国立研究開発法人産業技術総合研究所(産総研)の研究チームは、北西太平洋に位置する18の海山を対象に、深海に住む生物の生態系のつながりを明らかにするための研究を行いました。この研究は、浮遊幼生の分散シミュレーションを用いて、海山間の生態系の連結性を視覚化することを目的としています。調査の結果、海山間の生態系は深海の海流によって互いに影響し合い、一部の海山が保全のための重要な経由地であることが判明しました。

研究の背景



近年、レアメタルの供給源として期待されるコバルトリッチクラストのビジネスチャンスが注目されています。しかし、これまで深海の海山での商業的な採掘は行われておらず、採掘が生態系に与える影響は限られた情報しかありませんでした。海山に生息する生物は、浮遊幼生として水流に乗り、他の海山へと分散します。この経路を理解することで、海山間の生態的および遺伝的なつながりを把握できます。

シミュレーションの実施



本研究では、北西太平洋の深海に散在する18の海山を対象とし、浮遊幼生がどのように分散するかをシミュレーションしました。具体的には、20万以上のセルからなる高解像度の海流モデルを用い、幼生の分散確率を算出しました。シミュレーションの結果、すべての海山が他の海山と何らかの形で連結していることが明らかになりましたが、特定の海山が連結性の維持に重要であることが示されました。

重要な保全活動



海山の生態系が孤立するリスクを理解することは、環境保護の観点からも重要です。シミュレーションの結果、特定の海山を除くことで海域全体の連結性が低下する懸念が浮かび上がりました。特に、Arnold海山とMalony海山の存在は、海山間のつながりを維持するための重要な経由地として特定されました。これらの場所が保全対象として選ばれれば、海域全体の生態系の健全性を保持する道が開けると期待されています。

今後の展望



この研究成果は、海洋鉱物資源開発に関する国際的な環境管理計画においても重要な役割を果たすことが期待されます。今後さらなる生物サンプルの採取および解析を進め、海山間の生態系の理解を深めていくことが求められています。

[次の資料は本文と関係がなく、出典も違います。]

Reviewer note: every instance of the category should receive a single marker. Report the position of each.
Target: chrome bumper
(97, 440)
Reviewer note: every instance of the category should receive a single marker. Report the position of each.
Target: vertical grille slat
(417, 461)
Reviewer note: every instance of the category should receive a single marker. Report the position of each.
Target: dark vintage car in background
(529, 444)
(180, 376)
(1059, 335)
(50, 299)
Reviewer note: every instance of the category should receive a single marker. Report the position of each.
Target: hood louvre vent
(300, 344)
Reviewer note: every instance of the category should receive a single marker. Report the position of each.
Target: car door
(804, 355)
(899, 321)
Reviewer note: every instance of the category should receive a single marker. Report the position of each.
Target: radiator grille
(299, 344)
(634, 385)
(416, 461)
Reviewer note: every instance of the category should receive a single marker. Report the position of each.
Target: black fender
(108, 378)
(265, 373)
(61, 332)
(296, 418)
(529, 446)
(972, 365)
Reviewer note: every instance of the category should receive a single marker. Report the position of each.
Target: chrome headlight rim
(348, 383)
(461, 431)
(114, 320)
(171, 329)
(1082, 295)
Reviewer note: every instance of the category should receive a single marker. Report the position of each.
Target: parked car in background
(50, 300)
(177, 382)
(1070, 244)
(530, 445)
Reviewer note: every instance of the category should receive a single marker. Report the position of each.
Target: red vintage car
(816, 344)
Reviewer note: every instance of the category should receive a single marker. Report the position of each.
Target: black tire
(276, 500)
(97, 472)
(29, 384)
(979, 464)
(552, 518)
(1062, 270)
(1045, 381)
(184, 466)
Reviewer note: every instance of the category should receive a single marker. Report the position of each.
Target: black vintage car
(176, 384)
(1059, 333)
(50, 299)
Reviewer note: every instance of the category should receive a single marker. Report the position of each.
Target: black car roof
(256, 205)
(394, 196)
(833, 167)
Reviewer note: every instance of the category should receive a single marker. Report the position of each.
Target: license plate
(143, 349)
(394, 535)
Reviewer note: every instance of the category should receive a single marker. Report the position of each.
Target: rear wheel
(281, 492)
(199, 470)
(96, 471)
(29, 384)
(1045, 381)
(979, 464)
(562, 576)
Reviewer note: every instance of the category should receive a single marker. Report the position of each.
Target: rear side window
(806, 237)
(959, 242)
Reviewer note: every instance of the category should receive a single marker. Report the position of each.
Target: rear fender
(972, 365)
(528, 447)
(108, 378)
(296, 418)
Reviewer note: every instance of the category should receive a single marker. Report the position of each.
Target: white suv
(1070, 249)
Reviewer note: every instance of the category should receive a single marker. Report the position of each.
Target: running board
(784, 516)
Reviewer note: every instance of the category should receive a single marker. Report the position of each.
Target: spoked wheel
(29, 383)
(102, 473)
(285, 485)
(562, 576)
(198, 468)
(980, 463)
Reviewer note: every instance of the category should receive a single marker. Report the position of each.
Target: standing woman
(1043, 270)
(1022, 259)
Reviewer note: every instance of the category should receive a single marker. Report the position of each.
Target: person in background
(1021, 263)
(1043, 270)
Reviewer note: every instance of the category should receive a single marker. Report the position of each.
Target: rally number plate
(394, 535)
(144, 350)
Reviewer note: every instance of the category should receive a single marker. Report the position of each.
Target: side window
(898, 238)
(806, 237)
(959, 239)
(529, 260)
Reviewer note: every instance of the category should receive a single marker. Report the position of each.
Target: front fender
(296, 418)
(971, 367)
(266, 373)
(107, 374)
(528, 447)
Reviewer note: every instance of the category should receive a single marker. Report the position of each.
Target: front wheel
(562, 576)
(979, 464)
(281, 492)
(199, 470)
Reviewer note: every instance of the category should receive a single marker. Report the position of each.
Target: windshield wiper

これらの取り組みは、持続可能な資源管理と生態系の保全の両立を目指す重要なステップとなるでしょう。

研究成果の詳細



この研究成果は2025年11月23日付けで『Ecological Applications』誌に掲載されました。詳細は産総研のプレスリリースを元に、さらなる研究へとつなげていくとのことです。